E os dois países trocaram palavras furiosas sobre Taiwan, enquanto a China intensificou seu isolamento diplomático e assédio militar à democracia autônoma da ilha que reivindica como seu próprio território.
Qin - que serviu brevemente como embaixador em Washington e ganhou reputação por suas duras condenações aos críticos da China quando era porta-voz do Ministério das Relações Exteriores - abordou todos esses tópicos na terça-feira.
Ele criticou Washington por derrubar o balão, repetindo as afirmações de que sua aparição nos céus dos EUA foi um acidente.
"Nesse caso, a percepção e as visões dos EUA sobre a China estão seriamente distorcidas. Eles (americanos) consideram a China seu principal rival e o desafio geopolítico de maior consequência", disse Qin.
Em Taiwan, Qin chamou a questão de a primeira linha vermelha que não deve ser cruzada.
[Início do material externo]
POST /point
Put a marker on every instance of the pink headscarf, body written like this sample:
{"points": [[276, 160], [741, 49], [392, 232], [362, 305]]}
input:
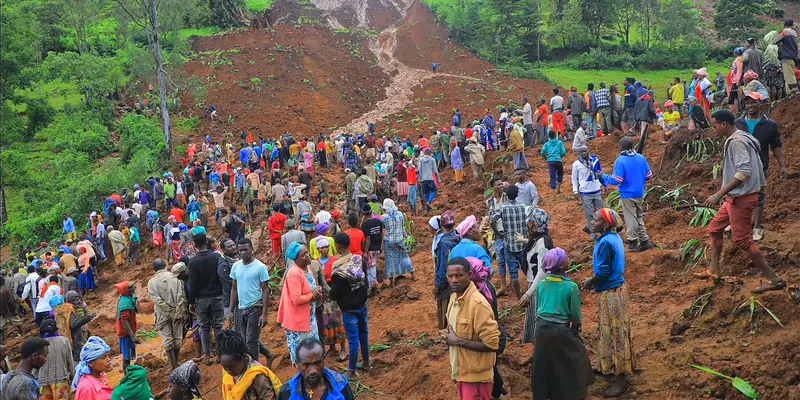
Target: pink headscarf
{"points": [[480, 273], [466, 225]]}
China e Taiwan se separaram em meio à guerra civil em 1949. Embora os EUA não defendam a unificação nem a independência formal de Taiwan, Washington é obrigado por lei federal a garantir que a ilha tenha meios de se defender se for atacada.
"Os EUA têm uma responsabilidade inquestionável por causar a questão de Taiwan", disse ele, acusando os americanos de "desrespeitar a soberania e a integridade territorial da China", por oferecer à ilha apoio político e fornecer armas defensivas em resposta à ameaça de Pequim de usar a força para colocá-la sob controle chinês.
"Por que os EUA pedem à China que não forneça armas para a Rússia, enquanto continua vendendo armas para Taiwan?", perguntou Qin.
Ucrânia
Em Taipei, o ministro da Defesa, Chiu Kuo-cheng, disse que as forças armadas não estão buscando um conflito direto com os militares da China, mas também não recuariam no caso de aeronaves ou navios chineses entrarem nos mares costeiros ou no espaço aéreo de Taiwan.
"É dever das forças armadas da nação montar uma resposta apropriada", disse Chiu Kuo-cheng aos legisladores.
Pequim também acusou o Ocidente de "atiçar as chamas" ao fornecer à Ucrânia armamento para se defender da invasão russa. A China diz que tem uma posição neutra na guerra, mas também uma "amizade sem limites" com a Rússia e se recusou a criticar a invasão de Moscou - ou mesmo se referir a ela como uma invasão.
Um pedido chinês de cessar-fogo na Ucrânia, que atraiu elogios da Rússia, mas rejeições do Ocidente, não fez nada para diminuir as tensões, já que autoridades dos EUA acusaram repetidamente Pequim por considerar fornecer armas a Moscou para uso na guerra.
"Os esforços para negociações de paz foram repetidamente prejudicados. Parece haver uma mão invisível pressionando pelo prolongamento e escalada do conflito e usando a crise da Ucrânia para servir a uma certa agenda geopolítica", disse Qin.
A entrevista coletiva de Qin ocorreu dois dias após a abertura da reunião anual do Congresso Nacional do Povo, um órgão principalmente cerimonial reunido para aprovar relatórios do governo e, este ano, uma nova lista de nomeações de alto escalão. Espera-se que isso inclua um terceiro mandato de cinco anos como presidente para Xi, que eliminou todos os limites de mandato para permitir que ele governe indefinidamente.